Japan-Italy celebrate relations and promote cooperation
ROME -- Japanese ambassador to Italy H.E. Kazuyoshi Umemoto commemorated a fruitful year for Italo-Japanese relations and for a deepening of a mutual understanding between the two countries on a cultural, political and economic level at the 150th anniversary conference for the establishment of Japanese and Italian diplomatic relations, held Wednesday at Palazzo Baldassini in Rome.
Ambassador Kazuyoshi Umemoto spoke about this year as being key in the development of relations and understanding between the two countries. “This is the year that the Japanese Prime Minister and Foreign Minister have both visited Italy, and their Italian counterparts have both visited Japan in separate visits,” he said, giving testament to a growing mutual interest and exchange, “unprecedented in the number of visits.”
“In the cultural field, mutual understanding has been deepened. Exhibitions of Caravaggio, Botticelli and Da Vinci have been held in Japan this year, and exhibitions of Buddhist sculptures, Japanese photography and other Japanese-related cultural items have been held in Italy this year,” Umemoto continued.
“Of course, we share such fundamental values as liberty and democracy,” he said, but “occasionally, the different, particular problems that affect Japan or Italy can be difficult to properly understand for the different respective countries -- for example the migrant crisis in Italy can be hard to fully comprehend in Japan,” but he called for a strong attempt at mutual understanding between the two countries, and used the example of this symposium as precisely a brilliant way to foster this.
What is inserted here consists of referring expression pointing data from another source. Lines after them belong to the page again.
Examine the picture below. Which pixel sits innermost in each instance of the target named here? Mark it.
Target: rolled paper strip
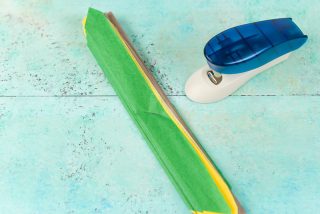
(186, 163)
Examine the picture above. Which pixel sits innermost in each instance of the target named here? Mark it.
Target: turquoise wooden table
(67, 145)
When asked what Japan is doing in terms of cooperation with Italy in terms of its current social problems, Umemoto replied that Japan is committed to helping African countries develop their own economies, which indirectly works towards helping the migrant crisis by targeting it at its source.
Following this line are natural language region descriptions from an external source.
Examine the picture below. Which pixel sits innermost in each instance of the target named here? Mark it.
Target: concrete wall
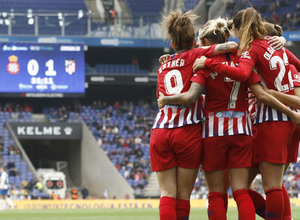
(97, 171)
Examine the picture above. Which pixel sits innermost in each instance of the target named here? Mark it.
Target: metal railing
(78, 24)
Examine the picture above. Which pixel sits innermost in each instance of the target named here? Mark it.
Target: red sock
(287, 214)
(274, 204)
(259, 202)
(244, 204)
(183, 209)
(167, 209)
(225, 201)
(216, 209)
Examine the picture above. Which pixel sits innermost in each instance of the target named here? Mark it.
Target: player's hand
(164, 58)
(277, 42)
(199, 63)
(160, 101)
(296, 118)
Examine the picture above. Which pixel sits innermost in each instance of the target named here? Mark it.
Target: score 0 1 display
(42, 68)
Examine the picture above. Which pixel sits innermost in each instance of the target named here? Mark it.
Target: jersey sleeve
(293, 59)
(253, 78)
(295, 76)
(200, 77)
(204, 51)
“We very much hope that Italy will play a leading role in promoting Japan in Europe, as this will facilitate dialogue with Italy and the rest of Europe,” concluded the ambassador.
Aug. 25, 1866, Japan and Italy signed the ‘Treaty of Amity and Commerce,’ beginning a partnership that ever since has grown in quantity and quality. After 150 years of diplomatic ties, what are the current opportunities, and challenges, of their relationship?
Ettore Greco, the director of the IAI (International Business Institute) -- one of the key organizers of the event, opened the morning’s speeches with an overview of past and current relations, saying that relations between Japan and Italy properly “flourished after the Second World War,” and now “both countries are looking for new ways to revive their economic growth and to boost international economic growth.”
Greco said that Italy and Japan share many positions and objectives within the international organizations they are both part of, like the UN and G7 for example. A key point for cooperation is the fact that Italy will soon take over the G7 presidency role from Japan in the next few months.
Massimo Gaiani, the Director General for Global Affairs, Italian Ministry of Foreign Affairs and International Cooperation, agreed with the ambassador that Japan and Italy share many values, such as “democracy, human rights and market economies,” but highlighted that where the countries could now make progress is through implementing shared ideas. Both countries “are together in the same effort to promote peace, in their stance on security, and in their work towards sustainable and inclusive development.”
In terms of security, “the growing threat of North Korea nuclear weapons” is a serious one for Japan, as well as for Italy and the rest of Europe. Also maritime security is another big issue and part of the agenda of the G7. In fact, Japan and Italy will soon be put together in the security council of the UN.
“The three main focuses of the Japanese G7 presidency are women -- in parliament and management, health, and quality infrastructure, and these will continue to be the three main focuses of Italy’s presidency,” continued Gaiani.
Japan and Italy have similar views on the role of women in economics and economic processes in both countries. They both see giving a technical education to girls as being “key in promoting this new incoming labour market, as technical jobs will be the jobs of the future,” Gaiani concluded.
Italy and Japan have a major role to play in promoting their shared values of democracy, human rights and market economics at the regional and global level. In the context of the EU-Japan partnership, Rome and Tokyo are cooperating on a Framework Agreement covering not only political dialogue and foreign policy coordination, but also regional and global issues, and a Free Trade Agreement to stimulate growth on both sides.
The conference was organised by the Istituto Affari Internazionali (IAI) -- International Business Institute -- and the Italy-Japan Foundation, in collaboration with the Japanese Embassy in Rome and the Italian Ministry of Foreign Affairs and International Cooperation (MFAIC).